As a package it's some way removed from classic underdog narratives of the past such as surrounded Danoli and Imperial Call. Yet there is clearly enormous goodwill towards this horse, something that reflects perhaps public hunger for variety as much as anything else.

But while we're on this subject, the matter of Kelly's reluctance to play the media game is generating more and more comment. One firm, with its usual restraint, has even introduced a market about whether or not the trainer will do a TV interview should Presenting Percy win the Gold Cup in March.

Apparently it's a bit of fun. Maybe it is too, for some, even if for others there's an undertow that doesn't feel right, something of the game no one's allowed not play.

Kelly has no duty to racing to do interviews with anyone. If he chooses to then good for him, and maybe even good for racing overall. But a person doesn't forfeit the right to choose to talk to whoever they damn well want just because of an increased public profile.

Covering sport is ideally supposed to be a pursuit of the authentic. Two genuinely felt words, even if the second of them is 'off,' are still ultimately better than torrents of smoothly expressed hokum often notable only for its fluency and pursuit of self-serving attention.

The Referrals Committee panel chaired by retired Supreme Court judge Joseph Finnegan got it right when it dismissed the appeal of amateur jockey Aubrey McMahon against a five day ban imposed under 'Non-Trier' rules at Tramore on New Year's Day. After reserving judgement for a week the panel's conclusion ultimately did what Rule 212 required them to do.

They concluded McMahon had not deliberately prevented the Ted Walsh trained Batcio from running on its merits but were not satisfied a reasonable and well informed member of the racing public wouldn't have arrived at the same view as the stewards. In the circumstances such a conclusion is far from contradictory.

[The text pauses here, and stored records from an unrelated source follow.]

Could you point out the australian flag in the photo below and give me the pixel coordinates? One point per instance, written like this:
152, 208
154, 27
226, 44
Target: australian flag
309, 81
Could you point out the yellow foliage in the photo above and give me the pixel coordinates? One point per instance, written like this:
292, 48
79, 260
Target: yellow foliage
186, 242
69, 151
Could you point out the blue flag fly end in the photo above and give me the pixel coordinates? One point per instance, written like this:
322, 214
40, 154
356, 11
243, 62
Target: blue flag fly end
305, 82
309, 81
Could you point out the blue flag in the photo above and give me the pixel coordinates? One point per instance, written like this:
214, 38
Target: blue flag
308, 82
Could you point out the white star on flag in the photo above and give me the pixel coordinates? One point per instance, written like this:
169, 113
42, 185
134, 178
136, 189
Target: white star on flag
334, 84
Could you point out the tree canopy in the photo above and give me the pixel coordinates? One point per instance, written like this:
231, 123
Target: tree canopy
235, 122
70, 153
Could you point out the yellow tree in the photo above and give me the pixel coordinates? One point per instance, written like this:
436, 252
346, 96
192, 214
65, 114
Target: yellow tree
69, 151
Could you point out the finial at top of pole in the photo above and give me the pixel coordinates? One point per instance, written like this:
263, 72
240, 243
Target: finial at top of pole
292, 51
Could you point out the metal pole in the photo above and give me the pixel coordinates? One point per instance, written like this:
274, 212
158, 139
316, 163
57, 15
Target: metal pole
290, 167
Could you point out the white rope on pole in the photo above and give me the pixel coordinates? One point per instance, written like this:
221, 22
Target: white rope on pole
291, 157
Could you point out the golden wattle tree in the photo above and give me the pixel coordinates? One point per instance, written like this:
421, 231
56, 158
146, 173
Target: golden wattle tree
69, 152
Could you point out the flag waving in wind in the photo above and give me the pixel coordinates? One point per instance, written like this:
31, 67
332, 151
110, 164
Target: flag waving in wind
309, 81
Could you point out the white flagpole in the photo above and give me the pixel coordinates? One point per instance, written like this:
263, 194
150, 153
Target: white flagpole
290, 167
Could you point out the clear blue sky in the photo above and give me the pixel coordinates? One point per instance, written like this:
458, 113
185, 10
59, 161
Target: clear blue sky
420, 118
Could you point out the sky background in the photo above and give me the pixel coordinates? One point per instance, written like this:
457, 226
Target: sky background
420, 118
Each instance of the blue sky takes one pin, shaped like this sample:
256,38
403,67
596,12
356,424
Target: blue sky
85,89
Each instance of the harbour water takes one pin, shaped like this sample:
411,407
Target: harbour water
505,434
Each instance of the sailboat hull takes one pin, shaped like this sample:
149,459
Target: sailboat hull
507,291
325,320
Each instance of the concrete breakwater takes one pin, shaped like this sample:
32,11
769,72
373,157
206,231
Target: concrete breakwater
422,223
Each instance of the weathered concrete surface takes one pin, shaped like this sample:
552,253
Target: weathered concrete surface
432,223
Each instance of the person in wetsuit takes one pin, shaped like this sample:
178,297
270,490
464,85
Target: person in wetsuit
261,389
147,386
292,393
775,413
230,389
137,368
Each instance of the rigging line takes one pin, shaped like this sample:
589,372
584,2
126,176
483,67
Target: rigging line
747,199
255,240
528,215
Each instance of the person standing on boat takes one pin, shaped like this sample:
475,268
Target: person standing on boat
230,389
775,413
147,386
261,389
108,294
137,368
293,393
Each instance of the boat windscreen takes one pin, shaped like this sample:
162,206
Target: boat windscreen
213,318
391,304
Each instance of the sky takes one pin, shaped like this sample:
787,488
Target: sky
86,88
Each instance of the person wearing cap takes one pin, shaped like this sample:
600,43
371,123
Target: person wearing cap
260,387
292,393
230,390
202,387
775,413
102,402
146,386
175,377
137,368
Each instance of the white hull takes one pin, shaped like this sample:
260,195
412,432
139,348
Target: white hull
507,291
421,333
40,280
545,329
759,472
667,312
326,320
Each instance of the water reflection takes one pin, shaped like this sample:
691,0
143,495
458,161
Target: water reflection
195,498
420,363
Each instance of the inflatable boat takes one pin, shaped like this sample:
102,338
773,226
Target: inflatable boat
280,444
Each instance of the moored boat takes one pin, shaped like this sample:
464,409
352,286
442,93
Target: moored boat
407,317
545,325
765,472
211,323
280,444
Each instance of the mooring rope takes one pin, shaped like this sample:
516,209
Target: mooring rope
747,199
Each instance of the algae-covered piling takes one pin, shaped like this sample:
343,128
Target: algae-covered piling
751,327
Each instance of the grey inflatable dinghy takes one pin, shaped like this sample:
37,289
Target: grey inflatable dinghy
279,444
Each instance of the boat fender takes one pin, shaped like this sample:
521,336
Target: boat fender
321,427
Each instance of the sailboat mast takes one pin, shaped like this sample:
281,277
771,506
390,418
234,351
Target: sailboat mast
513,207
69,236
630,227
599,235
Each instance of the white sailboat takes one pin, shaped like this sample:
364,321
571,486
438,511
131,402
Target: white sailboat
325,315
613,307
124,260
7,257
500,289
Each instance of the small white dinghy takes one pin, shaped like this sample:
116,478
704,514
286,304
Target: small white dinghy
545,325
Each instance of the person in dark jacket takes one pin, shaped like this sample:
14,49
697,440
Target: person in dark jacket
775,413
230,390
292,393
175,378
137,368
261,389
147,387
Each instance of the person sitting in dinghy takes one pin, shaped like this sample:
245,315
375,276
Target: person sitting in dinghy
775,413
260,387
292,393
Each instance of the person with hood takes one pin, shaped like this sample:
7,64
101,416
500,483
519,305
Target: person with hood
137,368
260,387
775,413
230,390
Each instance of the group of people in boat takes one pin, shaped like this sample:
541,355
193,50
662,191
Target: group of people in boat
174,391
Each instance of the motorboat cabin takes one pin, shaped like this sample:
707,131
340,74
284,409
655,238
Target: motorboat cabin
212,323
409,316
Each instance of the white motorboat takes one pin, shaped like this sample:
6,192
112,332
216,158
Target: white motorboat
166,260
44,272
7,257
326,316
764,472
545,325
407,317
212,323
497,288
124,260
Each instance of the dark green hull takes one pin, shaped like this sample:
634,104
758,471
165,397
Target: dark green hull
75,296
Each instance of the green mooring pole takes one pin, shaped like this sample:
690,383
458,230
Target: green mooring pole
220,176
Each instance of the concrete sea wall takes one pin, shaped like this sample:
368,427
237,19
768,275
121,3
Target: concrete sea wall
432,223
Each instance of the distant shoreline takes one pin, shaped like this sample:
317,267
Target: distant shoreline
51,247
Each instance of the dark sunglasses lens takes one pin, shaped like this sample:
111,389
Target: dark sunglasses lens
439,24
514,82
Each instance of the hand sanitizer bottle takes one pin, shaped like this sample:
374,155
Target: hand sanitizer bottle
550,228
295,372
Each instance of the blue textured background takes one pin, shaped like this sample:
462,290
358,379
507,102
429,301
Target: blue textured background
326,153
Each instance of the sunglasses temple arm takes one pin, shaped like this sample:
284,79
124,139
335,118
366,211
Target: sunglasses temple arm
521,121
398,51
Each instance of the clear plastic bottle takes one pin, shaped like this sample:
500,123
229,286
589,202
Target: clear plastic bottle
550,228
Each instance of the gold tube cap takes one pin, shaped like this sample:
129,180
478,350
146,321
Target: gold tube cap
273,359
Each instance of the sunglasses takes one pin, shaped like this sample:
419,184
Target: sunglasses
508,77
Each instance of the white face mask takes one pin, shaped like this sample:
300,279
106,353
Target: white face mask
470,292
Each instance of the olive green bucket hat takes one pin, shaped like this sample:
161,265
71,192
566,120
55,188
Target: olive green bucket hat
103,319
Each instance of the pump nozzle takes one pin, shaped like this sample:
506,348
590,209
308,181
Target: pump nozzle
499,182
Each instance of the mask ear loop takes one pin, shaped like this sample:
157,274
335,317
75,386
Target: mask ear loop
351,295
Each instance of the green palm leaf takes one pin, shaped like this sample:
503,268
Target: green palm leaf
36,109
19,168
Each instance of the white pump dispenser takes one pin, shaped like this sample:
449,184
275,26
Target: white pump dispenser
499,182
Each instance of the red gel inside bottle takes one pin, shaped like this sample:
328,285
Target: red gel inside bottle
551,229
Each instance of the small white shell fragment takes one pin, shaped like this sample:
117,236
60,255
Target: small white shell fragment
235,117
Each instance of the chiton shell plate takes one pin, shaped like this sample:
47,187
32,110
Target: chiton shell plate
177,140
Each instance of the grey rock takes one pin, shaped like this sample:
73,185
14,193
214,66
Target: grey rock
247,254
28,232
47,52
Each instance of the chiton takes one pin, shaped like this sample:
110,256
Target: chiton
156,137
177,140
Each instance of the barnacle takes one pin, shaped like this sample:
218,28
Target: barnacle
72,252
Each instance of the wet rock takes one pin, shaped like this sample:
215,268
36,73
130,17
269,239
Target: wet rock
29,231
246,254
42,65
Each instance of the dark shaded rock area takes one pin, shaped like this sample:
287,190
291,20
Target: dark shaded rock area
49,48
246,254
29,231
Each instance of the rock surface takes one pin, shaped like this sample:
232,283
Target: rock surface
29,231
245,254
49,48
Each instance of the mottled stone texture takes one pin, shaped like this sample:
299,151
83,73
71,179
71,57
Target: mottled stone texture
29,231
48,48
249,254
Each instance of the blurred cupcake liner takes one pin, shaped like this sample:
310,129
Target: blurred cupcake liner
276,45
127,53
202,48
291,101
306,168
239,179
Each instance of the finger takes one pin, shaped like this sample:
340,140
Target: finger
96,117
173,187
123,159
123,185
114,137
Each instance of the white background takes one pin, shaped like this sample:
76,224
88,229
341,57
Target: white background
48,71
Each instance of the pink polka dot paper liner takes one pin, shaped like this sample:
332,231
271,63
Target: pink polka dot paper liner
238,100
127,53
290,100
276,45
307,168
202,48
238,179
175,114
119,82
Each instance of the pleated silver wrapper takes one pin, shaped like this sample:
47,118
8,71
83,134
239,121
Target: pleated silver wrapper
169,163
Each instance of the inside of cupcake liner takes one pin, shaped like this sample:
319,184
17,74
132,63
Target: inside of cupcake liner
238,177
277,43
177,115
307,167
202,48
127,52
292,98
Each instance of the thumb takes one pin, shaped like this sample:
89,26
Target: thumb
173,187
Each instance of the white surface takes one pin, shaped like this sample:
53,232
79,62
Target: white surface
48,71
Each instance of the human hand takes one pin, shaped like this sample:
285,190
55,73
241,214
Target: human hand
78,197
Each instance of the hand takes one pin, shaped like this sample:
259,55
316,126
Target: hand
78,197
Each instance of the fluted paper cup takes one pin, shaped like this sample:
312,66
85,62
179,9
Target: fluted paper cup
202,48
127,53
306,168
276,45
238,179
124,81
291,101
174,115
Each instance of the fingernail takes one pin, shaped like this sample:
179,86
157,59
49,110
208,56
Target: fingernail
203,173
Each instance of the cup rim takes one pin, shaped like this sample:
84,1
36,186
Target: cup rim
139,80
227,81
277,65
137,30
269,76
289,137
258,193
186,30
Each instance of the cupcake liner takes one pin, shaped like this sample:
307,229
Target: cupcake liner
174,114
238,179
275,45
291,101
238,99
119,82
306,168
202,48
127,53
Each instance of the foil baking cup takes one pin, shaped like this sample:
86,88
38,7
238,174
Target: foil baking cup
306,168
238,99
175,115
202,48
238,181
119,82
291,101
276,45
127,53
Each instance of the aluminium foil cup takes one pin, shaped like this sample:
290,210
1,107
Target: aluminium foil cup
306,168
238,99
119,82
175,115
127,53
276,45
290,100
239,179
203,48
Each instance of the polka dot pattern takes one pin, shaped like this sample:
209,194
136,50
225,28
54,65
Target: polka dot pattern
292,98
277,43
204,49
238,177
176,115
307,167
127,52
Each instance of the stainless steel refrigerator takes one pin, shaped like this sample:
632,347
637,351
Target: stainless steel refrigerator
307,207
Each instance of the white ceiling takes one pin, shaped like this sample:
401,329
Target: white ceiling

A significant and potentially far-reaching element to the appeal was McMahon's attempt to introduce evidence by a chartered accountant as, presumably, representative of just such a reasonable and well-informed member of the racing public. It was no surprise the panel decided not to receive such evidence.

That's because precisely defining what is a reasonable and well informed member of the racing public is all but impossible. The phrase is an unspecific device with a specific purpose to allow officials an avenue into running and riding cases which in the past often descended into near-farcical attempts to prove intent to court-room standard.

Had the appeals panel not ruled as they did, and judged the process as they did, there would have been serious implications for the implementation of running and riding rules overall.

Finally, Barry Geraghty's achievement in passing out Richard Dunwoody on the all-time list of jockeys in Ireland and Britain is a notable milestone. Geraghty's has been one of the great racing careers, indeed one of the great careers in Irish sport. That the rider has managed it while maintaining an appealing public poise often lacking in some of his contemporaries only adds to the tale.

There are those who insist Geraghty's peak is in the past. That's perhaps the inevitable lot for a jump jockey in his fortieth year. His great rival Ruby Walsh gets the same. But the generosity with which Geraghty has paid tribute to Dunwoody testifies to someone whose enthusiasm for the hardest game of all is undimmed. And don't forget Richard Johnson is 42 and on the road longer!